We congratulate Yoana Tchoukleva, recipient of the IANGEL 2015 Rights & Leadership Award, conferred at our Second Anniversary Celebration. Ms. Tchoukleva recently graduated Berkeley Law School, with the Class of 2014. Despite graduating from law school less than a year ago at 27 years old, Yoana Tchoukleva’s impact in the area of human rights has already been significant.
Prior to law school, Yoana received a Human Rights Fellowship from the University of Chicago. Through the fellowship, Yoana chose to work on human rights projects in Rwanda and the Democratic Republic of Congo. Among these projects, she assisted widows of the genocide start a self-sustaining business making baked goods. Ms. Tchoukleva describes that one of her greatest successes in the project was beyond the development of practical business skills, by inspiring the women to believe in their own vision of their future, not only what they were being told by others around them, including well-meaning international aid organizations.
Despite her success in helping these women, Yoana felt frustrated by legal impediments that prevented people from leading happy and productive lives, including laws that barred women from owning businesses. It was during this time that Yoana decided to attend law school to help influence policies and laws.
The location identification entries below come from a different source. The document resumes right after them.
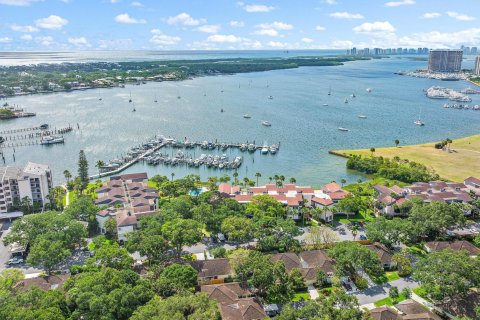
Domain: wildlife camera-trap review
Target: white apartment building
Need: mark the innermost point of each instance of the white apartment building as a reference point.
(33, 181)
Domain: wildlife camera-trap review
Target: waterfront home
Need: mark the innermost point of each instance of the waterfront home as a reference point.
(128, 198)
(308, 262)
(235, 302)
(454, 245)
(384, 254)
(292, 196)
(213, 271)
(389, 198)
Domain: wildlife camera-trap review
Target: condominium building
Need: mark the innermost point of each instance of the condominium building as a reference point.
(33, 181)
(476, 71)
(445, 60)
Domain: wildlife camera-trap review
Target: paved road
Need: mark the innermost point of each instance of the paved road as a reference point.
(376, 293)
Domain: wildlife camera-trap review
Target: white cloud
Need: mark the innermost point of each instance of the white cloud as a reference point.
(27, 37)
(125, 18)
(208, 28)
(20, 3)
(224, 38)
(45, 41)
(375, 27)
(236, 24)
(399, 3)
(184, 19)
(277, 44)
(80, 41)
(431, 15)
(18, 28)
(164, 40)
(267, 32)
(346, 15)
(258, 8)
(51, 22)
(460, 16)
(277, 25)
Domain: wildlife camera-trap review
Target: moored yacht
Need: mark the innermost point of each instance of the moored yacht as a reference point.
(266, 124)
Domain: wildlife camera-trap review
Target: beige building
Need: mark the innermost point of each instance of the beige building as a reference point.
(33, 181)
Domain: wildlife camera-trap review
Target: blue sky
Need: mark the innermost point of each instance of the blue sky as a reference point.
(228, 24)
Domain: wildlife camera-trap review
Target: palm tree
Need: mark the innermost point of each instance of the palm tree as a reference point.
(99, 165)
(235, 177)
(67, 175)
(258, 175)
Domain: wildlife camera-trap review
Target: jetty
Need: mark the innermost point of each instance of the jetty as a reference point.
(149, 153)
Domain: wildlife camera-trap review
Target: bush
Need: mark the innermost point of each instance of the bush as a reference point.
(393, 292)
(361, 283)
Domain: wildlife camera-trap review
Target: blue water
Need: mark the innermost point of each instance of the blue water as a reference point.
(305, 128)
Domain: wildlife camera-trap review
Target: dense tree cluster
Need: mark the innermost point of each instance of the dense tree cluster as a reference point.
(405, 171)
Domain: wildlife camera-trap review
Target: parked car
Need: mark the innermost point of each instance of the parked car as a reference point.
(15, 260)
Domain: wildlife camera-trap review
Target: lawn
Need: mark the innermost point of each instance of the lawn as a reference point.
(389, 301)
(301, 296)
(462, 162)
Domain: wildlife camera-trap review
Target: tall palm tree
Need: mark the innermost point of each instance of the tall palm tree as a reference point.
(235, 177)
(258, 175)
(67, 175)
(99, 165)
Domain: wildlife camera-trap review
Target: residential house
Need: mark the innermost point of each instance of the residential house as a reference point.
(454, 245)
(44, 283)
(212, 271)
(128, 198)
(384, 254)
(411, 309)
(235, 301)
(308, 262)
(390, 198)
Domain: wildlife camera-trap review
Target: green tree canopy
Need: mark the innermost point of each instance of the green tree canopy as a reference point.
(179, 307)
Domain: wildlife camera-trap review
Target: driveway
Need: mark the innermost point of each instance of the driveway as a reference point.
(378, 292)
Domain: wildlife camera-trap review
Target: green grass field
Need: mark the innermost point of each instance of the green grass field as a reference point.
(462, 162)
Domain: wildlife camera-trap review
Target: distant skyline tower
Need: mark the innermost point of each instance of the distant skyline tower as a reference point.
(445, 60)
(477, 66)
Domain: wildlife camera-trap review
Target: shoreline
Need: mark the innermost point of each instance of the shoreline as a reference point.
(456, 163)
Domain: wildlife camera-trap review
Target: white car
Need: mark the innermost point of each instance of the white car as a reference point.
(15, 260)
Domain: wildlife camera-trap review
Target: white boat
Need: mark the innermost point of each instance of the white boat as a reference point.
(264, 148)
(273, 149)
(51, 139)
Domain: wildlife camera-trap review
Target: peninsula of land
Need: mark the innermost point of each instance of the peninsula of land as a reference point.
(455, 162)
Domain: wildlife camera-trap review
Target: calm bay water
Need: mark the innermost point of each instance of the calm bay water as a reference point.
(305, 127)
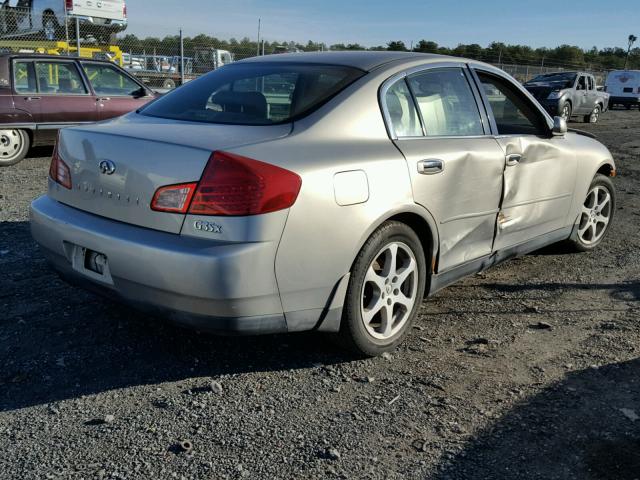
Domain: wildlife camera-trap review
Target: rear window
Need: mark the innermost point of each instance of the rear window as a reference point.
(254, 94)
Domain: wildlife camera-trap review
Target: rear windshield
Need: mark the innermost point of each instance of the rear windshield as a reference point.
(254, 93)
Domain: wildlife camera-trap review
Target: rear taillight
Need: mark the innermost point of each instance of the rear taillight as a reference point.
(235, 185)
(232, 185)
(59, 171)
(173, 198)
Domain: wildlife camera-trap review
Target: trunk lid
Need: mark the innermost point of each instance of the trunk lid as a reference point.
(147, 153)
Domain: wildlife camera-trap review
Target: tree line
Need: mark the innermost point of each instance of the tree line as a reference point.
(496, 52)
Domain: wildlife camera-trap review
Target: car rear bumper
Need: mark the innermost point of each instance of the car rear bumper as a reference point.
(209, 285)
(624, 100)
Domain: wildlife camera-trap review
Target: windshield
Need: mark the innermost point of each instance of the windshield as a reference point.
(254, 93)
(566, 79)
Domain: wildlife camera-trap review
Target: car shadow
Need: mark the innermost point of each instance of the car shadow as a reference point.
(59, 342)
(583, 427)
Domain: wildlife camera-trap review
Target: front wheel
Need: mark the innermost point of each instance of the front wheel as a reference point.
(385, 290)
(14, 145)
(596, 215)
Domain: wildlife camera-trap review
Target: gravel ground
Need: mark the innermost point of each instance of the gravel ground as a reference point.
(529, 370)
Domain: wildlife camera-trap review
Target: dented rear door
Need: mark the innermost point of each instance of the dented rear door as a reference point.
(539, 180)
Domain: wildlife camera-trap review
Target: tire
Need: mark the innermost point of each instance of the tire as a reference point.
(594, 115)
(565, 111)
(375, 283)
(14, 146)
(596, 215)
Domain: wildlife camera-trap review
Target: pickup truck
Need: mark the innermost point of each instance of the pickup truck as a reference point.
(569, 94)
(39, 94)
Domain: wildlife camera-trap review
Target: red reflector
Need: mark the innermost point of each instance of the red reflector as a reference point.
(236, 185)
(58, 170)
(173, 198)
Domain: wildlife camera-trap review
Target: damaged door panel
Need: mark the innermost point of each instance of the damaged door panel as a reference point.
(538, 188)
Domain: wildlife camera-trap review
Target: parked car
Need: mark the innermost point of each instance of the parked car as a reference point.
(624, 88)
(389, 176)
(41, 93)
(19, 18)
(569, 94)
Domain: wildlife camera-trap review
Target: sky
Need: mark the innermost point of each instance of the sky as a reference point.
(540, 23)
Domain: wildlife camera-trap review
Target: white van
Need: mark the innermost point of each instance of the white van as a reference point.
(623, 86)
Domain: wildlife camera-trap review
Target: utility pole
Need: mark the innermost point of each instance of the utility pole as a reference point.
(632, 39)
(181, 58)
(258, 43)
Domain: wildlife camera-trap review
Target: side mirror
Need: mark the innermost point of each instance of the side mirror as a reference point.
(559, 126)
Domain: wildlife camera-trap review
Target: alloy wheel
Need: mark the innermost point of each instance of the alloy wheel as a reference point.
(389, 290)
(11, 144)
(595, 216)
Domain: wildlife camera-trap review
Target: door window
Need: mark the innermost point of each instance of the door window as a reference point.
(24, 77)
(512, 110)
(446, 103)
(582, 83)
(59, 78)
(402, 111)
(106, 80)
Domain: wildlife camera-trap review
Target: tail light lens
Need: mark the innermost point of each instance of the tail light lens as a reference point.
(236, 185)
(232, 185)
(59, 171)
(173, 198)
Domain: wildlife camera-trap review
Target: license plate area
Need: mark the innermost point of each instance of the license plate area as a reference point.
(91, 263)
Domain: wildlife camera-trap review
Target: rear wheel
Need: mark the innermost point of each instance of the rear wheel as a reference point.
(385, 290)
(14, 145)
(596, 215)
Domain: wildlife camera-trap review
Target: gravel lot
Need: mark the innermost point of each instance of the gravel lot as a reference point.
(530, 370)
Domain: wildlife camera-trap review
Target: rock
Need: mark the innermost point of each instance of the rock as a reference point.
(185, 446)
(541, 326)
(332, 454)
(630, 414)
(216, 387)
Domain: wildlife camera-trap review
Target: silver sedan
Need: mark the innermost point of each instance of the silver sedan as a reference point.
(321, 191)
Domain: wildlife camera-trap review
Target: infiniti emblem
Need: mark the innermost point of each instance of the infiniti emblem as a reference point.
(107, 167)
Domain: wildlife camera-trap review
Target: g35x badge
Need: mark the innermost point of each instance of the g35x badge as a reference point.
(205, 226)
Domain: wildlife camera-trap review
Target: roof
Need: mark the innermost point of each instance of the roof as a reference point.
(47, 56)
(364, 60)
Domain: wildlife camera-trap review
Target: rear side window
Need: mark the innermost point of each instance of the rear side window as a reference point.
(402, 111)
(107, 80)
(254, 94)
(446, 103)
(513, 112)
(59, 78)
(24, 77)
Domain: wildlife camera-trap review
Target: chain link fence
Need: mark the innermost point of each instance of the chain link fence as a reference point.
(162, 63)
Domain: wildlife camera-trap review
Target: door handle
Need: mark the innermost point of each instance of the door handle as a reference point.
(513, 159)
(430, 166)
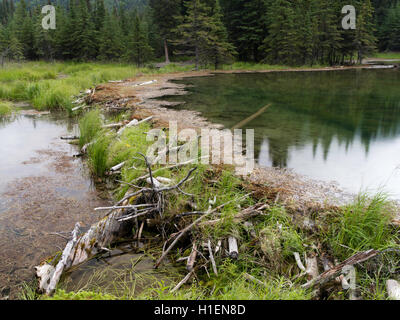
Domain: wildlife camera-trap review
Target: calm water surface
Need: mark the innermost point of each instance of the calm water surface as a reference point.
(338, 125)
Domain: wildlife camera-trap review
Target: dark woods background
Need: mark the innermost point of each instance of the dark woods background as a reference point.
(207, 32)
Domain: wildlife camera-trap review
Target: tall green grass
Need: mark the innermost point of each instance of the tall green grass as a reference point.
(387, 55)
(90, 125)
(5, 108)
(364, 225)
(52, 85)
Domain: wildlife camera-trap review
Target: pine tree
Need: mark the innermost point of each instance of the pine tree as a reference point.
(111, 47)
(139, 50)
(165, 13)
(84, 43)
(218, 49)
(364, 38)
(44, 39)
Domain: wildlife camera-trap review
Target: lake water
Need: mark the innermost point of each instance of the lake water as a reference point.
(339, 126)
(43, 190)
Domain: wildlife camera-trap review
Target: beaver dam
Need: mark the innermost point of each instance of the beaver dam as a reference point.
(194, 231)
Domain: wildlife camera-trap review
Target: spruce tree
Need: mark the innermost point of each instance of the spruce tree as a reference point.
(139, 50)
(165, 13)
(111, 46)
(218, 49)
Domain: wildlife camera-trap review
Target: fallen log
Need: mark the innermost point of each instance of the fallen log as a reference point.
(69, 138)
(77, 251)
(133, 123)
(65, 262)
(299, 262)
(312, 267)
(118, 166)
(393, 289)
(245, 214)
(214, 265)
(192, 258)
(337, 270)
(233, 248)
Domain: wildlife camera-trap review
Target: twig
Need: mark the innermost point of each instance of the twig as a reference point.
(212, 257)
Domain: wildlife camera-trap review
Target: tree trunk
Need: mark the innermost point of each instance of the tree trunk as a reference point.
(166, 51)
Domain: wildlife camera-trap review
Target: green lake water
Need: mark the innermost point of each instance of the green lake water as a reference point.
(341, 126)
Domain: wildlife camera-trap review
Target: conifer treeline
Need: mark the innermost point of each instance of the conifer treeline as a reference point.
(209, 31)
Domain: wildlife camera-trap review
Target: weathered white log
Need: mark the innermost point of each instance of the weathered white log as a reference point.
(246, 213)
(329, 265)
(69, 138)
(298, 261)
(337, 270)
(146, 83)
(113, 125)
(157, 184)
(249, 277)
(77, 108)
(218, 247)
(250, 229)
(192, 258)
(214, 265)
(99, 236)
(233, 248)
(44, 273)
(312, 267)
(184, 280)
(134, 123)
(118, 166)
(166, 181)
(85, 147)
(65, 261)
(393, 289)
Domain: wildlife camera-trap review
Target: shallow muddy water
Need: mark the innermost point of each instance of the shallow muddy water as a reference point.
(43, 189)
(339, 126)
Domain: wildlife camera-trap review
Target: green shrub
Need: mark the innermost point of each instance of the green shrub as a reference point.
(361, 226)
(90, 125)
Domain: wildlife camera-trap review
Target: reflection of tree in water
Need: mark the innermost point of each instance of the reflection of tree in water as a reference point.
(308, 107)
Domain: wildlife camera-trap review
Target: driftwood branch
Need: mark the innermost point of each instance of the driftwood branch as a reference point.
(337, 270)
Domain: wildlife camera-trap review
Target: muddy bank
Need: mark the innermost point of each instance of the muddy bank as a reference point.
(146, 100)
(43, 190)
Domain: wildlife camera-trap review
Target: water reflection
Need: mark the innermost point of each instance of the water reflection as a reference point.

At Berkeley Law, she chaired a number of student organizations, served as an editor of the California Law Review, and co-founded two legal projects. One of the projects she started–the Post-Conviction Advocacy Project–has led to eight people being released on parole after serving decades behind bars. Balancing her domestic social justice work with a commitment to fighting injustice abroad, Yoana launched the International Human Rights Workshop that gave Berkeley Law students an opportunity to provide Liberia’s Law Reform Commission with information on how to improve their sexual and gender-based violence laws.
In 2015, Yoana has gone on to work as a Litigation Fellow at the ACLU of Northern California, where she has focuses on criminal justice issues.
And all this is only a start – If she’s accomplished all of this at only 27 years old, we feel certain that Yoana will continue to be a leader, using the law as a tool for positive social change.